Unfortunately, with that much current drawn, small changes in resistance make a big difference. You calculated for the ideal conditions (batteries @ 4.5v, LED at 3.7v, .8A current), but, as you noted, the batteries only put out 4v instead of 4.5v. Calculating for a 4v supply, the correct amount of resistance is .375 ohms, almost 1/3 of the resistance you're using now. One thing you can do is stick 3 of those 1ohm resistors in parallel to get .333... ohms total. That should get the current drawn by the LED back up to .8A. A neater solution might be to find a silicon diode which has just the right amount of voltage drop at .8A. I can't tell you of any, mainly because I'm at work right now.
D cells should be capable of supplying a lot more than ~200ma without a serious voltage drop shouldn't they?
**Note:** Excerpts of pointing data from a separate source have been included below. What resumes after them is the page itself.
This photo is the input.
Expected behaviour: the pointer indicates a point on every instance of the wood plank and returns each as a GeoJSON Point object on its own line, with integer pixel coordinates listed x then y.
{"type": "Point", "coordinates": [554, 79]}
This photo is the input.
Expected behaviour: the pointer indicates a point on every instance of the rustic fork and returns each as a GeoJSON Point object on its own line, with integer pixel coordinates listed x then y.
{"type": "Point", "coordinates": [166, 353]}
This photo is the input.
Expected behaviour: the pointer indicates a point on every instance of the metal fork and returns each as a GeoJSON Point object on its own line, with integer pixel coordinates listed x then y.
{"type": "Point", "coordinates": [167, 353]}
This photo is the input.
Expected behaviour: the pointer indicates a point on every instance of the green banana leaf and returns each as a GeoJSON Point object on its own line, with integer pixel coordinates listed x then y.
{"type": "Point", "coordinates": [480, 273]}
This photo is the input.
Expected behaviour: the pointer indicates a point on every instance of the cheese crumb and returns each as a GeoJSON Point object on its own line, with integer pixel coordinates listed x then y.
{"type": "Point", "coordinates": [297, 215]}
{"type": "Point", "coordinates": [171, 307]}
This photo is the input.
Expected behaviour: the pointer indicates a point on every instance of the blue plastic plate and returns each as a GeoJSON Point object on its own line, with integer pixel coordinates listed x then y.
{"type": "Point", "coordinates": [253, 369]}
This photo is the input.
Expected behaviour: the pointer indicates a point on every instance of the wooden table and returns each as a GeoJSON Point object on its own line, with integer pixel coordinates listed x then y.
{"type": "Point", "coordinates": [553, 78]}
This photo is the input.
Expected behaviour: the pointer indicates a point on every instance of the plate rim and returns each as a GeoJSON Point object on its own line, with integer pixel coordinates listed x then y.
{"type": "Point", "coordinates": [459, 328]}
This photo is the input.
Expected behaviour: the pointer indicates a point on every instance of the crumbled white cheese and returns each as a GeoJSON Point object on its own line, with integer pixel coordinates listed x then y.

What is the actual voltage drop of your luxeon at the desired current? The Vf of the luxeon III devices can be up to 4.4 V. Check out this datasheet for more detailed information about luxeon binning. Most primary batteries can have significant internal resistance. A good quality alkaline D cell may lose up to 0.1 V at 500 mA. Lower quality or zinc carbon batteries may lose considerably more.
Spec'd Vf = 3.7V @ ~800mA Luxeon Datasheet Soooo, if the max Vf is up to 4.4V, and I'll definitly lose more than .1V from the batteries... could I just run the LED with no limiting resistor??
Yes, you could omit the current limiting resistor. But, this is not a recommended option. The problem is that you are relying on the Vf of the LED and the internal resistance of the batteries to limit the current. If you replaced the LED with the same type (but from a different batch) then you could burn it due to differences in Vf. I built a number of LED lamps which needed very low resistances and I bought several boxes of LEDs from lumileds. Leds in each box were matched, but the boxes themselves were not. I ended up having to empirically determine the appropriate resistance for each box of LEDs.